After roughly two months of studying in Florence, I’ve mostly adjusted to cultural differences. I no longer run errands with wet hair, I always say ciao when I walk into a store and I’m somehow able to eat dinner as late as 8pm. But some differences, such as in my education, are still taking a second to get used to. Especially after recently finishing midterms, I’ve come to realize that the teaching styles and even grading systems are far different than back home.
To preface this, mine is not an exchange program. It is one for American university students in Florence. This means that I am not getting the full European educational experience, but what few changes I have noticed between the U.S. and Florence have already stuck out to me.
Perhaps my largest gripe with the schooling system here is the weight placed on exams. Even in my math courses back home, a single test was never more than 15-20% of your final grade. Here, some are up to 30%. Additionally, the use of tests is far more common in my humanities classes, where I would usually assume papers would make up most of my grade (not that this is something I’m complaining about!). Unfortunately, though, this leads to a sinking feeling that even if one assignment or exam receives a bad grade, it may be impossible to come back from.
In a similar vein, some teachers refuse to give 100% on an assignment. Perhaps it is my personal need for perfection, but when I first received a 93%, the exact equivalent of an A, I was tempted to ask what I had done so wrong that I lost seven points. I soon learned, however, that for this professor, a 93 was great and a 94 was just about perfect, despite my worries. Alongside the few assignments that make up your grade though, this eliminates the critical concept of “buffer room”. This buffer room allows you to pad your grade by participating in class or doing well on the homework, so that a single bad grade can’t sink your grade. Here, though, you don’t get that. If you screw up, you’re screwed.
On the flip side, one thing I have really enjoyed thus far is how hands-on the learning is. Being able to view in person the objects and buildings you are studying is massive.
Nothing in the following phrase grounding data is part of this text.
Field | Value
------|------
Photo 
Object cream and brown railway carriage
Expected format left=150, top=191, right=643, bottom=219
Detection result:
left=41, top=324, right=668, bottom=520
Trying to remember the specifics of a painting? Pay it a visit! Can’t remember who was buried in that one church? Go and see for yourself! The sheer magnitude and history in Florence is genuinely astounding and, for a history major like myself, makes all the difference in your studies. Your lectures are no longer about faraway lands in time periods from long ago, but about your neighborhood. It’s far more digestible and, arguably, far more interesting.
When I first applied to study abroad, I knew that I wanted to experience history head-on. While some changes have been taking some getting used to, the overall ability to study history and food and the Italian language in their birthplaces far outweighs any complaints I may have about getting a few points off on an assignment. Living and learning in Florence is amazing.